M/Chip Fast or Quick Chip also continue to be an easy way for merchants, still holding out on EMV over concerns about consumer experience, to get on board quickly with a faster chip technology, said Elizabeth Fontaine, marketing manager for retail software company Index, which has worked with the Visa and Mastercard on the initial implementations at New Leaf and other merchants. "We're looking to take our merchant partners who are using traditional EMV to get them over to Quick Chip as well, so we are planning on more deployments," Fontaine said.

Current numbers for deployments for the card brands' faster chip technology were not available.

So far, consumer feedback has been positive, Fontaine added, mostly because with Quick Chip the consumer can place the card in the reader at any time during the checkout process, rather than waiting for the clerk's final amount.

"It's an experience they are so much more familiar with," Fontaine said. "It is better than waiting the up to 15 seconds that the traditional EMV card can take."

Application experts at Vantiv's ONE, or One Network Experience, developer hub have helped developers certify Quick Chip, allowing VARs and ISVs to get the option in front of more merchants and install it on their terminals.

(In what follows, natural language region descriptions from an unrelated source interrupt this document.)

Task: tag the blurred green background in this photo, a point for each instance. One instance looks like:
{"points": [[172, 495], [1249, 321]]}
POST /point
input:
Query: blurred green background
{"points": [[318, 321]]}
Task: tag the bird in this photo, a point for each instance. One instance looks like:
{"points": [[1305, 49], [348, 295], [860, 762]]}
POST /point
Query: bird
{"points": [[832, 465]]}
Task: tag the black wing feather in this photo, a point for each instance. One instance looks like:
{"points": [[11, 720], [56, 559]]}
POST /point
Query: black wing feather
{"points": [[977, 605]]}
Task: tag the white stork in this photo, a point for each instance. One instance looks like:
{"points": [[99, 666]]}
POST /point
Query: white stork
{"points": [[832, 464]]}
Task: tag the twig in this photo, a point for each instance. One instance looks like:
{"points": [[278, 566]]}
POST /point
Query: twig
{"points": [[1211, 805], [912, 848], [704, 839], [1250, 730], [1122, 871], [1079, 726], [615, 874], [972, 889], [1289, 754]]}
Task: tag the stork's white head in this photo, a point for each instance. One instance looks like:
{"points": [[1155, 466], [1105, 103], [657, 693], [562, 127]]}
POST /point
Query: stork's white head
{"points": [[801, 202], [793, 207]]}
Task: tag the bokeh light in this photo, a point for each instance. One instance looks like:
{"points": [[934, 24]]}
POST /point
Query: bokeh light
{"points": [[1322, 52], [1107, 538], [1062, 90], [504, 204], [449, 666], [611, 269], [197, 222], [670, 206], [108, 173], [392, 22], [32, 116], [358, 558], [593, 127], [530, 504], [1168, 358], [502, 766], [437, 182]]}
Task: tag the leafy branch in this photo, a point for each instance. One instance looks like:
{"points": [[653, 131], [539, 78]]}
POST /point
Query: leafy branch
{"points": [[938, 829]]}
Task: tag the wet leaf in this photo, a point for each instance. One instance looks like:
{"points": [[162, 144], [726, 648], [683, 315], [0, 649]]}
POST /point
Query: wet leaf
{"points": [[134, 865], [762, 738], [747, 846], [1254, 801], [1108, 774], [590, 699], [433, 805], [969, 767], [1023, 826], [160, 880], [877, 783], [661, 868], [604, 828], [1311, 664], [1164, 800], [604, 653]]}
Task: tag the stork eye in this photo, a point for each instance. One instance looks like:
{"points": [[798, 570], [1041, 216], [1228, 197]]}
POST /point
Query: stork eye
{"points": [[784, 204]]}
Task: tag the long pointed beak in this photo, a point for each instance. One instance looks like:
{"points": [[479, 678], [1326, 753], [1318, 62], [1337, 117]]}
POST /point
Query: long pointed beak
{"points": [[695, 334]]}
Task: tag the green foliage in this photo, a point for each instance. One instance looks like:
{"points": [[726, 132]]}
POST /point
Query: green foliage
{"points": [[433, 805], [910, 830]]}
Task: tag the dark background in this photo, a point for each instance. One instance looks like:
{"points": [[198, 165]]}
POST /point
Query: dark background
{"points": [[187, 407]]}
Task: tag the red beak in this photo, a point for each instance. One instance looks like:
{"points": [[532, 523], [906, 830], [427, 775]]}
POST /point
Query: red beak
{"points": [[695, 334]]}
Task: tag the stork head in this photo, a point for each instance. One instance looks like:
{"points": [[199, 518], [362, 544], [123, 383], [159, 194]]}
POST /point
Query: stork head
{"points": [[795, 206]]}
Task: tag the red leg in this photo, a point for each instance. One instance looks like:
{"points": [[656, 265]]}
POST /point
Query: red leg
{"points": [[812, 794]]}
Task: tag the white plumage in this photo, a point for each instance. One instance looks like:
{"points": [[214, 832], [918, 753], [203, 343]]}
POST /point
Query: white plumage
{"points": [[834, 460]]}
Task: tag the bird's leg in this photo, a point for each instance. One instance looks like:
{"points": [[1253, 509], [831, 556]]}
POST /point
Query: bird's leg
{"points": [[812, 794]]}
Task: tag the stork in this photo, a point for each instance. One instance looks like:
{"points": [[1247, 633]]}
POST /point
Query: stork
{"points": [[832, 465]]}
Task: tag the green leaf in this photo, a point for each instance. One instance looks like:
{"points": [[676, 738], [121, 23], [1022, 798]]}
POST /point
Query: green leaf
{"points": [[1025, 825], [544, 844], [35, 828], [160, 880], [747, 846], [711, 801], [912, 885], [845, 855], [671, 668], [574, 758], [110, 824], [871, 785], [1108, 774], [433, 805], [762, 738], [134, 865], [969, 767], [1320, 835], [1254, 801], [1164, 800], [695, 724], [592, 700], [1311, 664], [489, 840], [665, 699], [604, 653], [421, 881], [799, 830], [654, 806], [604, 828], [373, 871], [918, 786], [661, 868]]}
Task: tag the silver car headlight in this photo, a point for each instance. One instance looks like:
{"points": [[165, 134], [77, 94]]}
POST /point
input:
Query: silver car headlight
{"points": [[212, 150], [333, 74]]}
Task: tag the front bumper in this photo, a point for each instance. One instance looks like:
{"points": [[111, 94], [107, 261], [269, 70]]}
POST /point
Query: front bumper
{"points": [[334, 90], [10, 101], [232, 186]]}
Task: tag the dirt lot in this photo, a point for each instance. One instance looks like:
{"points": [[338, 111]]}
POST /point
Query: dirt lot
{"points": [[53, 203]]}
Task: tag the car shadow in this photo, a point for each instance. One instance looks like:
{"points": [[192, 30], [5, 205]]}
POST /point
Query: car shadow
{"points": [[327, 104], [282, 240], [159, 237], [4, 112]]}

"Nothing is really required for processors to support Quick Chip, because it is implemented at the POS," Cole said. As such, it is not a service that independent sales organizations can take to the streets, but more of a decision for merchants to make with their software providers based on what effect standard EMV transactions at their terminals is having on the customer experience.

More commonly a company like Mason, Ohio-based TranSend, a payments infrastructure provider, promotes its RevChip EMV and Near Field Communication software as one receiving Quick Chip certification through Vantiv, TSYS or other processors. TranSend then makes RevChip available to VARs and ISVs that work directly with merchants in implementing the software at the point of sale.